I had him for months now, but the film just started to form these past couple weeks. 
what I changed is I started putting water conditioner in the water, before I just let it sit over night before doing a water change.
I'll scrub the tanks wall's when I do my next water change, see if that will help

with what can I scrub the tank wall's with, it's an acrylic tank, so I don't wanna scratch it more 

ScuitoAmi150 I hope u found some help with ur problem


----------



## dr2b (May 31, 2009)

I use paper towels to clean the tank wall and it works just fine (I have an acrylic tank also). The key is the large water change. You have to put more water in than you take out to get rid of the film. I found that even if there are traces of it on the top when you are finished taking water out, the clean water gets rid of it. Actually, I had to do this on Sunday with Flair's tank. I had just a little bit of the film left... but when I added the water in... it got rid of it. I've also seen people say it comes from water not being agitated enough... but I'm not sure how true this is.


----------



## JaspersANGEL (Oct 12, 2009)

probably, I was wondering if I could buy the bigger bottles of water conditioner, so I asked at my petsmart what was the difference between the small betta bottles and the bigger bottles, and she said that the NutraFin Betta Plus Water conditioner was made for the betta bowls that had no to not enough water agitation (so no to almost no filmy gunk on the water) 
and the normal water conditioner was made for tanks with allot of water agitation

hehe thankx for the info dr2b, I'll def. do that on my next water change to see if it helps


----------



## ScuitoAmi150 (Nov 19, 2009)

Hmm. I must not have scrubbed the walls well enough when I set the tank up, it appeared before I even put the fish in. Its a 10g so I can't take all of the water out , but I can scrub them. 
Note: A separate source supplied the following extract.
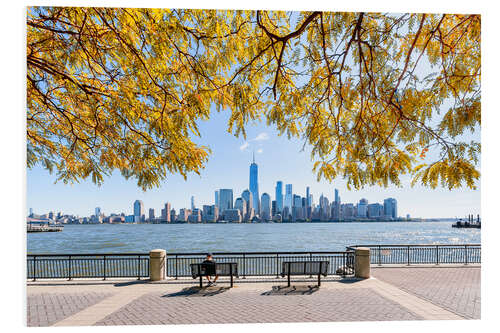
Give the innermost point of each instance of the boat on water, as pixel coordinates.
(468, 223)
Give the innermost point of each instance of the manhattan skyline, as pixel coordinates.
(278, 158)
I use a ACI (whatever that company is that has the really good conditioner) Chloramine Bond Breaker (something like that).


----------



## dr2b (May 31, 2009)

Did you take the water out and then scrub? You don't have to take all the water out... just more than normal.


----------



## Synthisis (Jun 4, 2009)

Why would you take all the water out?

In the case of a 10gallon, change 6 gallons.


----------



## Mistawasis (Mar 1, 2010)

I have the same film on my water, is it dangerous to the fish? My water is conditioned and all my ph and ammonia levels are safe....


----------



## dr2b (May 31, 2009)

I don't think it is. My water tests normal even with it there... it is just a nuisance.


----------



## pixiedust (Mar 15, 2010)

only one of my betas tank gets it, and its off and on. some times it will pop up in one day, some times a week, but the main thing ive noticed, it always (for me) seems to be in glass tanks, not with a good cover, or uncovered and for my less active fish. my observations. hopefully we can find an answer cause it freaks me out to.


----------



## Mistawasis (Mar 1, 2010)

My tank is a glass tank, maybe we are onto something eh pixiedust?


----------



## dr2b (May 31, 2009)

My tank is acrylic though. So it wouldn't explain mine or the other girl who has acrylic.


----------



## pixiedust (Mar 15, 2010)

well maybe its jsut certain betas


----------



## ScuitoAmi150 (Nov 19, 2009)

It is weird though. It couldn't be certain bettas because I mine is a sorority tank (4 girls), and I had them all in separate tanks before I set up this one.

I changed a ton of the water today. I'm hoping it gets rid of it.


----------